The embodiment of the application provides a graphic processor which comprises a connection module, a sending switching module, a sender, a receiving switching module and a receiver; the connection module is used for generating a first data packet or analyzing the received second data packet; the sending switching module is used for forwarding the generated first data packet to the sender; the transmitter is configured to transmit the generated first data packet to a receiver of another graphics processor; the receiver is used for receiving a second data packet sent by the sender of another graphic processor; the receiving switching module is configured to forward the second data packet received by the receiver to the connection module. The connecting module is designed in the GPU, and the GPU can be directly interconnected through the receiver and the transmitter through the connecting module, so that an additional interface is not needed, and the difficulty of interconnection between the GPUs can be effectively reduced.

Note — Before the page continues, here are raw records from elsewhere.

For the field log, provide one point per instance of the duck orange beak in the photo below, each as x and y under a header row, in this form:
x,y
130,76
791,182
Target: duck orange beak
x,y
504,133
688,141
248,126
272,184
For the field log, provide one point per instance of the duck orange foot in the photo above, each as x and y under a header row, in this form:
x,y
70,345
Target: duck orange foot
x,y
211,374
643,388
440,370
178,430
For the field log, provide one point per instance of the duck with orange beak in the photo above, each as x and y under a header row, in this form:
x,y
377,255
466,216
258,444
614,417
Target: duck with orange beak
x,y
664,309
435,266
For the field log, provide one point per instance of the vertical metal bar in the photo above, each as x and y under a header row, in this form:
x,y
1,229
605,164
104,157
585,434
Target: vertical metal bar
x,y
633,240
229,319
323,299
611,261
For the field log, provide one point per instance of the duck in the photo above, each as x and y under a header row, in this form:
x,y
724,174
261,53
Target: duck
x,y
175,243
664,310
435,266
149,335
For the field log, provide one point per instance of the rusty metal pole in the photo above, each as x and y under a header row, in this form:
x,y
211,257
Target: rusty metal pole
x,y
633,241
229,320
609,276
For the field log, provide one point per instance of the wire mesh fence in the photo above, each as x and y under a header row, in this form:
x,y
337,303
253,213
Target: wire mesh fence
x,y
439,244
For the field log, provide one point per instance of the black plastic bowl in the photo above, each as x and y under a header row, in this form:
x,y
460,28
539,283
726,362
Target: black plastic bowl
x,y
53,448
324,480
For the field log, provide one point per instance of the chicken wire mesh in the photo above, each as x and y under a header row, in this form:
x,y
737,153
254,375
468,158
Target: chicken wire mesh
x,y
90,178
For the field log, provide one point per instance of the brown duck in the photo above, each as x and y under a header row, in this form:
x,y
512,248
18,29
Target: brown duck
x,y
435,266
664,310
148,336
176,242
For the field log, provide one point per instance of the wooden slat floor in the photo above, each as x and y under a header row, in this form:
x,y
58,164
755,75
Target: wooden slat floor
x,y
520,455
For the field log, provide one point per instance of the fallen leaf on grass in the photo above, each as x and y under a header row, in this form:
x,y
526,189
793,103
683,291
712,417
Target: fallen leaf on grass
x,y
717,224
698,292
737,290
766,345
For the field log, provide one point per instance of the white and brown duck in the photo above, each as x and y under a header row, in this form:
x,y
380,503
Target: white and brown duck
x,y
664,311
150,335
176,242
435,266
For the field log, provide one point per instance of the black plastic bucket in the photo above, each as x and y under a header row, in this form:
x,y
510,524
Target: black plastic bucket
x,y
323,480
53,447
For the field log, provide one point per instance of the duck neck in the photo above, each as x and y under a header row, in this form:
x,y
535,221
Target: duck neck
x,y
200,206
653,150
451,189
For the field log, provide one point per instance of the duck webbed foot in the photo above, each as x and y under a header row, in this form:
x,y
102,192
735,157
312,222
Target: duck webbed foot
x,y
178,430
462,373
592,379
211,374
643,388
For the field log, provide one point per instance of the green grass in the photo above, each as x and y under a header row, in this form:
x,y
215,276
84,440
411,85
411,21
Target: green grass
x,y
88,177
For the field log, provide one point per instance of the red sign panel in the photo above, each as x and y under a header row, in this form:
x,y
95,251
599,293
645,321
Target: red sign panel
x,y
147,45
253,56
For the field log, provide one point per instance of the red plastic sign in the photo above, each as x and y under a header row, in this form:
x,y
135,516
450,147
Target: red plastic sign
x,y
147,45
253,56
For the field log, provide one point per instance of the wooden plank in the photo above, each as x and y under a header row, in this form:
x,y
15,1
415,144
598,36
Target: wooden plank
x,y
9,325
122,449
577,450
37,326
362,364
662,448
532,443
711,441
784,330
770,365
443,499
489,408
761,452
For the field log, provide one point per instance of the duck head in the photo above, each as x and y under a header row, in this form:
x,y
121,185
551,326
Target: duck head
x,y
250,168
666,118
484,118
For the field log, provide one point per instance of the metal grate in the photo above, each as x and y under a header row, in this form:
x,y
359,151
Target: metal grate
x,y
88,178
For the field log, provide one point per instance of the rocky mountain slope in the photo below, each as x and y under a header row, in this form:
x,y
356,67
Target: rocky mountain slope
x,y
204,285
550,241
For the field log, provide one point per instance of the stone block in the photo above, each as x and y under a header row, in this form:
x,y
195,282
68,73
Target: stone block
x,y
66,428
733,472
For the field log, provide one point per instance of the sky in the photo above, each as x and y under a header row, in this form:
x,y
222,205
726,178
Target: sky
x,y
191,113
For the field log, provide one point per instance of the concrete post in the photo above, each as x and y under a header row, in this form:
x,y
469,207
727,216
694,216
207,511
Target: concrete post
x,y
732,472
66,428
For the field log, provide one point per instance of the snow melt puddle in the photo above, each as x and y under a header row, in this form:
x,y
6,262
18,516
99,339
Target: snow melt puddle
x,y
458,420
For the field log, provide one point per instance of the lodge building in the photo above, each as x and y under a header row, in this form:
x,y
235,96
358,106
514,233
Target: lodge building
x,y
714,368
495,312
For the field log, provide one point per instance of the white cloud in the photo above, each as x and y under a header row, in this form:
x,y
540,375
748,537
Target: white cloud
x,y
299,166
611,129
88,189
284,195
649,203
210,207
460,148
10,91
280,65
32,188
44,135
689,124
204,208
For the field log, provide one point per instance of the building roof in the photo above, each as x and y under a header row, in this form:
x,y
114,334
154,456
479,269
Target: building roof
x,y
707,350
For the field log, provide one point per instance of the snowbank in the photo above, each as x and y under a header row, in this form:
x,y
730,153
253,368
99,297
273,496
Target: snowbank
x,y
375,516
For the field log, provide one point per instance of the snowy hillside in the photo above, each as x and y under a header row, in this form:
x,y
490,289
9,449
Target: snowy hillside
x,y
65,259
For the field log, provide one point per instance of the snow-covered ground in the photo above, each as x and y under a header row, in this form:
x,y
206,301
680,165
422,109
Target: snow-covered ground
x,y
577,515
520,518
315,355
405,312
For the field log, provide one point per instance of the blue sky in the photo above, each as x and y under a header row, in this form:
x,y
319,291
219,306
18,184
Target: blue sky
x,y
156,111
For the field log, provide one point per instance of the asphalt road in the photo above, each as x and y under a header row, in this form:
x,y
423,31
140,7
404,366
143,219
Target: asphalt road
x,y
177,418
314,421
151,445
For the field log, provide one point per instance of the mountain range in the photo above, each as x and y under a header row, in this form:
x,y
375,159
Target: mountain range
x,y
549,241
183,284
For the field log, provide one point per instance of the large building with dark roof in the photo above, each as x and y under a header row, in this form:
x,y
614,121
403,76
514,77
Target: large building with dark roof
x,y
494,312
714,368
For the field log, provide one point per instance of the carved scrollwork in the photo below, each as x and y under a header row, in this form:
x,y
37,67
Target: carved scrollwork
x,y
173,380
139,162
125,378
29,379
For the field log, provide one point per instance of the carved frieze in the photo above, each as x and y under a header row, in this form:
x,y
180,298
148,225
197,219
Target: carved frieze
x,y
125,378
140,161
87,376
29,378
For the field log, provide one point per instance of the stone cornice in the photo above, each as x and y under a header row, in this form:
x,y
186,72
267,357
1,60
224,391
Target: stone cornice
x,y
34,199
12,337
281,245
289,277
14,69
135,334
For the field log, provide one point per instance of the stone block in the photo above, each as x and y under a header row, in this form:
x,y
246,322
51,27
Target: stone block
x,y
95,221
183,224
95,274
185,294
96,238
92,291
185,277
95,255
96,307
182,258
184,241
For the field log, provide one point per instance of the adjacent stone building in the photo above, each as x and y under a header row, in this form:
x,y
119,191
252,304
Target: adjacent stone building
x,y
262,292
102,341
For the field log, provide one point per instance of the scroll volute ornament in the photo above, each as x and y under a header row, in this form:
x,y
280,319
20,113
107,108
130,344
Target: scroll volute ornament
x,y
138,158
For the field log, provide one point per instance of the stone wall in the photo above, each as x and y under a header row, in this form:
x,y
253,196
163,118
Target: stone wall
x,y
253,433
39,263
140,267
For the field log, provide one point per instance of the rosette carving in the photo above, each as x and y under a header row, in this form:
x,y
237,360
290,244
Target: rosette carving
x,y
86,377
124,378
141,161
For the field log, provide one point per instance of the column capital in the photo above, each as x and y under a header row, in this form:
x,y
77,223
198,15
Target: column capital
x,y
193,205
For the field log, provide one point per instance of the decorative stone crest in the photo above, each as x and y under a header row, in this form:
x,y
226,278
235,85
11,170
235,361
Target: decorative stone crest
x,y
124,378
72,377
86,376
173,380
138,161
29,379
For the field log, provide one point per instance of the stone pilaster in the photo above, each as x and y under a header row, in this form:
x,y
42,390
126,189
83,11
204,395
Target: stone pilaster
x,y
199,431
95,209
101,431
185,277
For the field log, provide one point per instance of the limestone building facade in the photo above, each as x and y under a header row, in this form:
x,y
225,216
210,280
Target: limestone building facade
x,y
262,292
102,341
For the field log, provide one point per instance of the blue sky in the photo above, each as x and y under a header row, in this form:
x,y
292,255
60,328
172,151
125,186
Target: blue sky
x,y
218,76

Referring to fig. 5, an embodiment of the present application provides a data transmission method, which can be applied to the graphics processor described in the foregoing embodiment, and specifically, the method may include the following steps.

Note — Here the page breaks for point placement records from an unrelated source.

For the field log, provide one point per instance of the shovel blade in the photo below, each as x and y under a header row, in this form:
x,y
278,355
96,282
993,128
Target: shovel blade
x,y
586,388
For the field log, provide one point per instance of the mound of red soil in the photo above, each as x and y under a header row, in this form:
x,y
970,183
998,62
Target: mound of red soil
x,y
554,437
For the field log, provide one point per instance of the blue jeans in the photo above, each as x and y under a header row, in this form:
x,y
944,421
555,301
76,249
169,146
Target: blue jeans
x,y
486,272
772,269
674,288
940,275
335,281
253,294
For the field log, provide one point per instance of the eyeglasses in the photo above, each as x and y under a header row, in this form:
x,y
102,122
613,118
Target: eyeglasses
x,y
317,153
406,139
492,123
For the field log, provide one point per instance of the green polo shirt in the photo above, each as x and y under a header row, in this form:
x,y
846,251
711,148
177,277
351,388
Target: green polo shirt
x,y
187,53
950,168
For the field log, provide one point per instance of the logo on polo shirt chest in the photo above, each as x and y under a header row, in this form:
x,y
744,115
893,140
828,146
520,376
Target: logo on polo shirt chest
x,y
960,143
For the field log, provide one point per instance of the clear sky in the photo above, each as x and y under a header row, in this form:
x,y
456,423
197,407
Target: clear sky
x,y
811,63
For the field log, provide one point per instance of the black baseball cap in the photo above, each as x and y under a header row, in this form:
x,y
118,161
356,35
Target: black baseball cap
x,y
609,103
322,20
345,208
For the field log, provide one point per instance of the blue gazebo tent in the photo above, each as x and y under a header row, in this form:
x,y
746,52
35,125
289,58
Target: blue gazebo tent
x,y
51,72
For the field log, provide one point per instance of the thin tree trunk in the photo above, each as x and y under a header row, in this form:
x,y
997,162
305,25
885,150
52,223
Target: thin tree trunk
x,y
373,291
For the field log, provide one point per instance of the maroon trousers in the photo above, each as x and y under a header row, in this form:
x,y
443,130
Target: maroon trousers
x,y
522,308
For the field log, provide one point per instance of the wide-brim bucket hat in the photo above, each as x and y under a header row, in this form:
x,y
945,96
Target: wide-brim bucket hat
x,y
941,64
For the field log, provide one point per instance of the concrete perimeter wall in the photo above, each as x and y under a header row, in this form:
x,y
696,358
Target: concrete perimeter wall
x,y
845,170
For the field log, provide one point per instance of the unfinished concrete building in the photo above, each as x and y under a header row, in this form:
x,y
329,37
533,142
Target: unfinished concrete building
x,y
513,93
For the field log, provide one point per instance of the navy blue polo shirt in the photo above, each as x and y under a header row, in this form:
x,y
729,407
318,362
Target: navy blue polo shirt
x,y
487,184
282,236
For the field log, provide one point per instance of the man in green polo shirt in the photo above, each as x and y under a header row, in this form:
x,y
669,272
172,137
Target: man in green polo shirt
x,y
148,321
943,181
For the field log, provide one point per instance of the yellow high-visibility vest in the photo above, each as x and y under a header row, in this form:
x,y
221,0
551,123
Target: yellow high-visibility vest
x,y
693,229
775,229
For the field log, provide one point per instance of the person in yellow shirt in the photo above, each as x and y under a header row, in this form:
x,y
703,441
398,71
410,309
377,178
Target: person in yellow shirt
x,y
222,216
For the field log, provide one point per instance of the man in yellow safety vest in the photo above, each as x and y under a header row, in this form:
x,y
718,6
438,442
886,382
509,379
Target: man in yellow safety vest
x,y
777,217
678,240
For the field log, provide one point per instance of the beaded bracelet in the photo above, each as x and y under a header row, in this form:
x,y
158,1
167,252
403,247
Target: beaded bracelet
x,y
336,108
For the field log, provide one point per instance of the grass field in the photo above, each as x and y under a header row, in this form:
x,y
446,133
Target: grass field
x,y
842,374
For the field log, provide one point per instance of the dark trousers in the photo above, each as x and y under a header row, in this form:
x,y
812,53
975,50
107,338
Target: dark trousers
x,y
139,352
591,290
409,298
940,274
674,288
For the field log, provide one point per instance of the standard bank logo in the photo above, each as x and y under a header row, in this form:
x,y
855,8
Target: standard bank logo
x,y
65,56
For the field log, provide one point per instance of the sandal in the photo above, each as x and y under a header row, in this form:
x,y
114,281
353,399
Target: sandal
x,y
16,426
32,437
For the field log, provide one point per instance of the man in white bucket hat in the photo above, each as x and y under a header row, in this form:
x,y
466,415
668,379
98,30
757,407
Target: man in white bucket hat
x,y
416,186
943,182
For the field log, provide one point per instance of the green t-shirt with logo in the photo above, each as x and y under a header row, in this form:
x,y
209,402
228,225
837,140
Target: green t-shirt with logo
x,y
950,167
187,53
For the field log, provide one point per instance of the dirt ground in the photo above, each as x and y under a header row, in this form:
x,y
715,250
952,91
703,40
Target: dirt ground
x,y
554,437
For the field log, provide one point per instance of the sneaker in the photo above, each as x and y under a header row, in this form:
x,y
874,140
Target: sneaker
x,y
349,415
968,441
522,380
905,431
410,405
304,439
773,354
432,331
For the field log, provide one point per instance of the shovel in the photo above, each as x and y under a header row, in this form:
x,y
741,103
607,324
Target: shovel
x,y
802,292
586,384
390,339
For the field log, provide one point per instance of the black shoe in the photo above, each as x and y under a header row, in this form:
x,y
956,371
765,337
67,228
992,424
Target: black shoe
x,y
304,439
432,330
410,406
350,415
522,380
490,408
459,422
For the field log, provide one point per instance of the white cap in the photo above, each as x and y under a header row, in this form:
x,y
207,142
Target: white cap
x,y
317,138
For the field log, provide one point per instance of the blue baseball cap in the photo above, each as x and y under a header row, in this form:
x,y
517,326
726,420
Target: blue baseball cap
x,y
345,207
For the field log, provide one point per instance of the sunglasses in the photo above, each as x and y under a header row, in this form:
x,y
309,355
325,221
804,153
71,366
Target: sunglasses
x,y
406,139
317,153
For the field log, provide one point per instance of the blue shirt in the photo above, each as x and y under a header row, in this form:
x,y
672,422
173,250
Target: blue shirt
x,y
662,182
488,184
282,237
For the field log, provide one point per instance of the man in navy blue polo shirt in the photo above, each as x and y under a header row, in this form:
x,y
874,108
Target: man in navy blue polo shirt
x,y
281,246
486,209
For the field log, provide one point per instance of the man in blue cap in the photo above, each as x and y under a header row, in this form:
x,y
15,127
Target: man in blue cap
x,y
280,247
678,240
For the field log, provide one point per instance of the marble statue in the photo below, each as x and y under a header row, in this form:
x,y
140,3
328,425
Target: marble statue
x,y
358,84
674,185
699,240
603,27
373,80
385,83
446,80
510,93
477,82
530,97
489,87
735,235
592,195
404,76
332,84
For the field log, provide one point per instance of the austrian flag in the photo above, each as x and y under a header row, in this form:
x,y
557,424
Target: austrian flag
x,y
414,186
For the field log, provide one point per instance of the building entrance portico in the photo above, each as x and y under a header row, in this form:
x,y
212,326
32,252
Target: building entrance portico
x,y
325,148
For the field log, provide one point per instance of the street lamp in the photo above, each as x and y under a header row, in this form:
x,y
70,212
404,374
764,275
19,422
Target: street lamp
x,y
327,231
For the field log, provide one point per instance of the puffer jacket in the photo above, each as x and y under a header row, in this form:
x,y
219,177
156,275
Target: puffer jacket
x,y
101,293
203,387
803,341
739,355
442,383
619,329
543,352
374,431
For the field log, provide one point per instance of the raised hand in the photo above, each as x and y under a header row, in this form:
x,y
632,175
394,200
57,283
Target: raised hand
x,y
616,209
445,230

Step 110, obtain first data, the first data is the data that needs to send to another graphic processor.
When the GPU is connected with another GPU, data transmission can be performed between the two GPUs. When the graphics processor is used as a data transmitting end, the graphics processor can acquire data which needs to be transmitted to another graphics processor, namely, first data. As in the previous embodiment, the connection module in the graphics processor may obtain the first data from an on-chip interconnect bus.
And step 120, packaging the first data to obtain a first data packet.

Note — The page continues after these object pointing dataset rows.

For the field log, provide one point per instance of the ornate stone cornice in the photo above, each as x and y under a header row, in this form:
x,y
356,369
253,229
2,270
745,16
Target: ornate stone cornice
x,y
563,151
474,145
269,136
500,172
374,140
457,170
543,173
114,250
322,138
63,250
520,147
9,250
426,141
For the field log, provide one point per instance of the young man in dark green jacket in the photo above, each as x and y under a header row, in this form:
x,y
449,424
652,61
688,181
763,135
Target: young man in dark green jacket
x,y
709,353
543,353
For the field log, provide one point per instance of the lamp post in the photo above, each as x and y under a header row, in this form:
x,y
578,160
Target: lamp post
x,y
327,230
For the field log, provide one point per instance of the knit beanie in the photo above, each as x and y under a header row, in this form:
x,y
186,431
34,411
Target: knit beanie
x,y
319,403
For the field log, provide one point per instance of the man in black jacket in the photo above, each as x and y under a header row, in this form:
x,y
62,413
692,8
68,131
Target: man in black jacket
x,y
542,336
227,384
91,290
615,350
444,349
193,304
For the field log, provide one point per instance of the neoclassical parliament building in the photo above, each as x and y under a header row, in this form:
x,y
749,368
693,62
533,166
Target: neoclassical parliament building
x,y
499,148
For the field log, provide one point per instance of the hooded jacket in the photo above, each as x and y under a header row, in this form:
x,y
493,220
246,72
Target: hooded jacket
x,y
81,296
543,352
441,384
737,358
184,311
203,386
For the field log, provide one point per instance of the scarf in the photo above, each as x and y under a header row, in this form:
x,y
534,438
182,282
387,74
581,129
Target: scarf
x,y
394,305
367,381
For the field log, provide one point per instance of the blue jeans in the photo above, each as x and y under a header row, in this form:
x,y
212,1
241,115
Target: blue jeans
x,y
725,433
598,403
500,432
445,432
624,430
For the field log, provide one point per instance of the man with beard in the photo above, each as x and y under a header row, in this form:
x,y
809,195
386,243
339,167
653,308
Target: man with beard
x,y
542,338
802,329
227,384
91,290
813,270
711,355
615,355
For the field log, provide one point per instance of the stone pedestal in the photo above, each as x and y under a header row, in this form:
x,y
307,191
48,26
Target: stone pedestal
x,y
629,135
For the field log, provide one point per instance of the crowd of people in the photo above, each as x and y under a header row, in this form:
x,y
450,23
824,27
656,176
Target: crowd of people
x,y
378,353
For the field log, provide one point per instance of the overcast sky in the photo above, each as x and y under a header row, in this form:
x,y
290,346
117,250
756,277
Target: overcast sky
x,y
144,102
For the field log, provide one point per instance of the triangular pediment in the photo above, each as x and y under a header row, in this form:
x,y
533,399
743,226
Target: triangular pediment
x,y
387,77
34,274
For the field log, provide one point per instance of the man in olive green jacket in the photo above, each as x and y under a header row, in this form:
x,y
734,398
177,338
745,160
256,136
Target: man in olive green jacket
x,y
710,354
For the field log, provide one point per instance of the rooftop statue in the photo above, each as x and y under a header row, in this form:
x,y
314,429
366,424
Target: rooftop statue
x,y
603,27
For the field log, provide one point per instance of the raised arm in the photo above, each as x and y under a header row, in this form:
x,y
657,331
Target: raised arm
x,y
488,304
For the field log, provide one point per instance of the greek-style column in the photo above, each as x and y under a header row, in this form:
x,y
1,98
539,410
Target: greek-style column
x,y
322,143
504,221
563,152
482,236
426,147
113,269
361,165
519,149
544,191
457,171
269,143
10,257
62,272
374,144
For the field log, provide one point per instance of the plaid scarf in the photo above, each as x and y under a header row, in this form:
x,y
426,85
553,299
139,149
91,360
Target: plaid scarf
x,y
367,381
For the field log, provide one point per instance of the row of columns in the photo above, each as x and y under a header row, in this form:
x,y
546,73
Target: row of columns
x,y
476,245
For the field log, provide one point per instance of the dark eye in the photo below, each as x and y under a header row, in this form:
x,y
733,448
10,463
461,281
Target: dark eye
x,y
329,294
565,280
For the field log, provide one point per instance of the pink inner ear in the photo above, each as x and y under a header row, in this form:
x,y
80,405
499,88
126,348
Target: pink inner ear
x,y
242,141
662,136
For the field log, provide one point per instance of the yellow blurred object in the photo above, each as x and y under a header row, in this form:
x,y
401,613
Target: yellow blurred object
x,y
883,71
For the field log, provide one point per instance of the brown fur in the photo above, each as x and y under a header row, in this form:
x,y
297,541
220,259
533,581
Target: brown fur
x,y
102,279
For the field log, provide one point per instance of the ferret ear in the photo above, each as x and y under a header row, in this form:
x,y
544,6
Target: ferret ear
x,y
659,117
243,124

And when the GPU acquires the first data, the first data can be packaged to obtain a first data packet. When the first data is packaged, a preset data packet format is acquired, and the first data is packaged according to the preset data packet format.
The preset data packet format comprises a packet header field, a packet load data field and a packet tail field, wherein the packet header field adopts 3 24-bit data organization, the packet load data field adopts 6 continuous 24-bit data organization, and the packet tail field comprises 1 24-bit data organization. Specifically, the data structure of the data packet may refer to fig. 3 or the corresponding parts of the foregoing embodiments, and in order to avoid repetition, the description is omitted here. And the GPU packages the first data according to the preset data packet format to obtain a first data packet.
And 130, transmitting the first data packet to a receiver of another connected graphics processor through a transmitter.
After the GPU obtains the first data packet, the first data packet can be sent to another connected GPU through a sender, so that data transmission between the GPUs is realized.
The GPU may send the data packet in a video standard format, and the timing of sending the first data packet may be within an effective interval of a video timing sequence. Inside the GPU, timing signals may be generated, which may be a row synchronization signal HS, a field synchronization signal VS, and an active display data strobe signal DE. The GPU may be a receiver that sends the first data packet in a video standard format to another GPU connected when the active display data strobe signal DE is high.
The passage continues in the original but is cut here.